And what of the past tense phraseology used in v. 29?  It seems that these Christians were sanctified (past tense), but had since become “unsanctified”?  Again, the context is that of unsaved people who’ve heard the gospel and rejected it and not Christians who’ve lost their salvation, as demonstrated.  Jesus’ death and resurrection provided salvation for everyone who was willing to accept it (Rom. 5:8).  Thus in context, these unsaved people “were sanctified” in that salvation had already been provided for them.  Furthermore, salvation is the first step in the sanctification process, and so the terms are somewhat interchangeable.  And not to be overlooked, the last part of the verse notes that they had done “despite unto the Spirit of grace”.  Grace is extended to both the unsaved for salvation and God’s people in working out, not working for, their salvation (Php. 2:12-13).  But in the context of this passage, it’s referring to grace unto salvation and so this is again speaking of the unsaved.  Selah.      

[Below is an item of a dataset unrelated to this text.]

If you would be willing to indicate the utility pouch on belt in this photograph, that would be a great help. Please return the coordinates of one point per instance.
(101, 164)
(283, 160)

Concluding, God is the Creator of everything and so there’s nothing that we could give him as payment for our sin debt – except our hearts.  (He actually owns that, too.)  But because he loves us, he gives us the ability to choose whether we want to serve him or turn our backs on him, forever.  After all, we didn’t ask to be born, and so it only seems fitting that we be given a choice, and we have.  But though we may be willing to give him our hearts, there’s still a sin debt present.  We’ve broken God’s law and so a penalty (i.e. sin debt) must be paid.  But what could we possibly offer?

Payment for sin can only come from God because there’s nothing in this world that man can give that wasn’t already created by God.[9]  Jesus paid our sin debt by allowing himself to be offered up in our place as our innocent substitute.  Were it not for Jesus, we’d have to die for our own sin.  The work of salvation is a spiritual matter and not an earthly one, even though the decision to accept or reject Christ is made on this earth.  Both Adam and Abram learned this.  But for some reason, in his carnality, man often believes that he has something to contribute to his salvation other than just a decision (Jn. 6:29).  This is the sin of teaching that a Christian can lose their salvation; it’s teaching that man can add or subtract to what Jesus alone has done.  It’s robbing him the glory and honor due his name for the salvation that he provided on his own apart from man’s intervention.  Selah.   

[1] Gen. 4:1-16; 1 Jn. 3:12; Jude 10-11
[2] Num. 22-24, 31; Jude 10-11
[3] Dt. 13:1-5; 18:18-22
[4] Ex. 7:8-12; 2 Tim. 3:8
[5] Signs and wonders are to follow he believer: Acts 2:22, 43; Rom. 15:18-19; Heb. 2:3-4 etc.
[6] Heb. 9:12, 25-26; 10:10, 12, 14, 18 etc.
[7] There are biblical examples of this.  King Saul was a saved man who later fell on his sword.  Samson pulled the pillars down on his head.  Many assume this was God answering his prayer but he wasn’t.  God doesn’t need Samson to kill Philistines.  What Scripture reveals was that his strength had returned but he didn’t know it.  So when he pulled down the pillars, he was taking a gift of God and misusing it.  But as odd as it may seem, he’s listed as one of the “heroes” of faith.
[8] The willful sin, blasphemy of the Holy Spirit, and the unpardonable sin are different terms all used to express the same thought.  There’s only one sin that Jesus didn’t pay for on the cross and that’s rejection of him as Saviour.  God’s people commit willful sins all the time, but in context, this is THE willful sin.
[9] Since this is true, this is also teaching that Jesus is God because he came from God to pay for our sin debt; Jn. 3:2; 8:42-43; 16:27-28.